Reputation: 1
I have a group of data sets where certain variables have been defined as having lengths >2000 characters. What I want to do is create a macro that identifies these variables and then creates a set of new variables to hold the values.
doing this in base code would be something like:
data new_dset;
set old_dset:
length colnam1 colnam2 colnam3 2000.;
colnam1 = substr(long_column,1,2000);
colnam2 = substr(long_column,2001,2000);
run;
I can build up the list of variable names and lengths as a set of macro variables, But I don't know how to create the new variables from the macro variables.
What I was thinking it would look like is:
%macro split;
data new_dset;
set old_dset;
%do i = 1%to &num_cols;
if &&collen&i > 2000 then do;
&&colnam&i 1 = substr(&&colnam&i,1,2000);
end;
%en;
run;
%mend;
I know that doesn't work, but that's the idea I have.

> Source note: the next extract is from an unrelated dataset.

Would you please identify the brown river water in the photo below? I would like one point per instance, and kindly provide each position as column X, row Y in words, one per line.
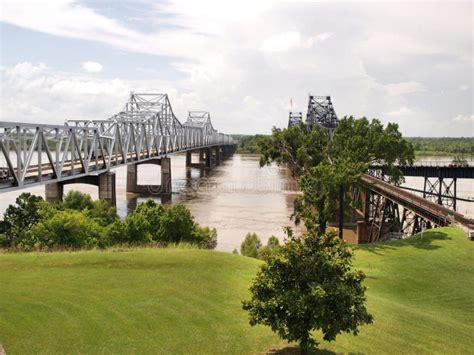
column 235, row 197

If anyone can help em work out how I can do this I would be very grateful.
Thanks
Bryan
Upvotes: 0
Views: 5089
Reputation: 63434
Your macro doesn't need to be an entire data step. In this case it's helpful to see exactly what you're replicating and then write a macro based on that.
So your code is:
data new_dset;
set old_dset:
length colnam1 colnam2 colnam3 2000.;
colnam1 = substr(long_column,1,2000);
colnam2 = substr(long_column,2001,2000);
run;
Your macro then really needs to be:
length colnam1 colnam2 colnam3 2000.;
colnam1 = substr(long_column,1,2000);
colnam2 = substr(long_column,2001,2000);
So what you can do is put that in a macro:
%macro split(colname=);
length &colname._1 &colname._2 $2000;
&colname._1 = substr(&colname.,1,2000);
&colname._2 = substr(&colname.,2001,4000);
%mend;
Then you generate a list of calls:
proc sql;
select cats('%split(colname=',name,')') into :calllist separated by ' '
from dictionary.columns
where libname = 'WORK' and memname='MYDATASET'
and length > 2000;
quit;
Then you run them:
data new_dset;
set old_dset;
&calllist;
run;
Now you're done :) &calllist contains a list of %split(colname) calls. If you may need more than 2 variables (ie, > 4000 length), you may want to add a new parameter 'length'; or if you're in 9.2 or newer you can just use SUBPAD instead of SUBSTR and generate all three variables for each outer variable.
Upvotes: 1